= Crease pattern =

Origami diagram type

Crease pattern for a swordsman

A crease pattern (commonly referred to as a CP) is an origami diagram that consists of all or most of the creases in the final model, rendered into one image. This is useful for diagramming complex and super-complex models, where the model is often not simple enough to diagram efficiently.

The use of crease patterns originated with designers such as Neal Elias, who used them to record how their models were made. This allowed the more prolific designers to keep track of all their models, and soon crease patterns began to be used as a means for communication of ideas between designers. After a few years of this sort of use, designers such as Robert J. Lang, Meguro Toshiyuki, Jun Maekawa and Peter Engel began to design using crease patterns. This allowed them to create with increasing levels of complexity, and the art of origami reached unprecedented levels of realism. Now most higher-level models are accompanied by crease patterns.

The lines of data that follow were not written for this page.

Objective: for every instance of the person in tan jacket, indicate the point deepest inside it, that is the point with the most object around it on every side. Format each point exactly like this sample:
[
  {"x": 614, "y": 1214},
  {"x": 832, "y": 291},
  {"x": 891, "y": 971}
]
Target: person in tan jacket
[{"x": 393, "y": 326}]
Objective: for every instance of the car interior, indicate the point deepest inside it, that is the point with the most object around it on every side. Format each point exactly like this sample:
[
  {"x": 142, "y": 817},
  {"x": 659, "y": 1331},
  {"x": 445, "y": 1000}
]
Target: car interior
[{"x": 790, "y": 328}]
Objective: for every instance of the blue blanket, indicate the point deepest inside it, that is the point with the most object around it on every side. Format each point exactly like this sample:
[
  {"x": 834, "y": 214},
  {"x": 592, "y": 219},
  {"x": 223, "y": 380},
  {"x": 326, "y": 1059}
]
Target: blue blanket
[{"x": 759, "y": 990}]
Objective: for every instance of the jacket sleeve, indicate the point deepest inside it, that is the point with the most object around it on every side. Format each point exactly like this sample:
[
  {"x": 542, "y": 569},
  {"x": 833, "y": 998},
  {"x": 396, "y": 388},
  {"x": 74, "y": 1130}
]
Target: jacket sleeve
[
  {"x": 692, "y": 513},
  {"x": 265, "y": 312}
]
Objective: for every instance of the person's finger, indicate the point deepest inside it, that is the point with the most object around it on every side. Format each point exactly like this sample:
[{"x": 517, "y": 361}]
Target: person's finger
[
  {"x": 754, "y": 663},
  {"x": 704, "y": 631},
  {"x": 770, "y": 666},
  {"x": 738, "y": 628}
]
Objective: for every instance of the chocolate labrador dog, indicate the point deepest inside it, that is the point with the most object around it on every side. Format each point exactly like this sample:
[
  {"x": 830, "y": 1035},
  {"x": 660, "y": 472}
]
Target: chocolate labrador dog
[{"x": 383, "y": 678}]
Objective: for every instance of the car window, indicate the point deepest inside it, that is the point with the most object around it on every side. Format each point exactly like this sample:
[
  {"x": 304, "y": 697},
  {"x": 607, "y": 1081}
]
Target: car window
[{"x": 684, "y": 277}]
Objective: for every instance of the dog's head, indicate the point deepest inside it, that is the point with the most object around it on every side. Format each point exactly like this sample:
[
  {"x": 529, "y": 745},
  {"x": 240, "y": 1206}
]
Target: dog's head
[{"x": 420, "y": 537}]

Although not intended as a substitute for diagrams, folding from crease patterns is starting to gain in popularity, partly because of the challenge of being able to 'crack' the pattern, and also partly because the crease pattern is often the only resource available to fold a given model, should the designer choose not to produce diagrams. For example, an algorithm for the automatic development of crease patterns for certain polyhedra with discrete rotational symmetry by composing right frusta has been implemented via a CAD program. The program allows users to specify a target polyhedron and generate a crease pattern that folds into it. Still, there are many cases in which designers wish to sequence the steps of their models but lack the means to design clear diagrams. Such origamists occasionally resort to the sequenced crease pattern (SCP) which is a set of crease patterns showing the creases up to each respective fold. The SCP eliminates the need for diagramming programs or artistic ability while maintaining the step-by-step process for other folders to see. Another name for the sequenced crease pattern is the progressive crease pattern (PCP).

== Mathematical properties ==
A flat-folded origami model is not fully specified by crease locations alone, because mountain-valley assignment and the stacking order of the folded layers are also required. In origami research, a crease pattern is called flat-foldable if it can be folded flat without adding new creases. For a crease pattern with a single interior vertex, Maekawa's theorem gives the mountain-valley count condition and Kawasaki's theorem gives the angle condition, but for patterns with multiple vertices those conditions are necessary rather than sufficient for global flat-foldability.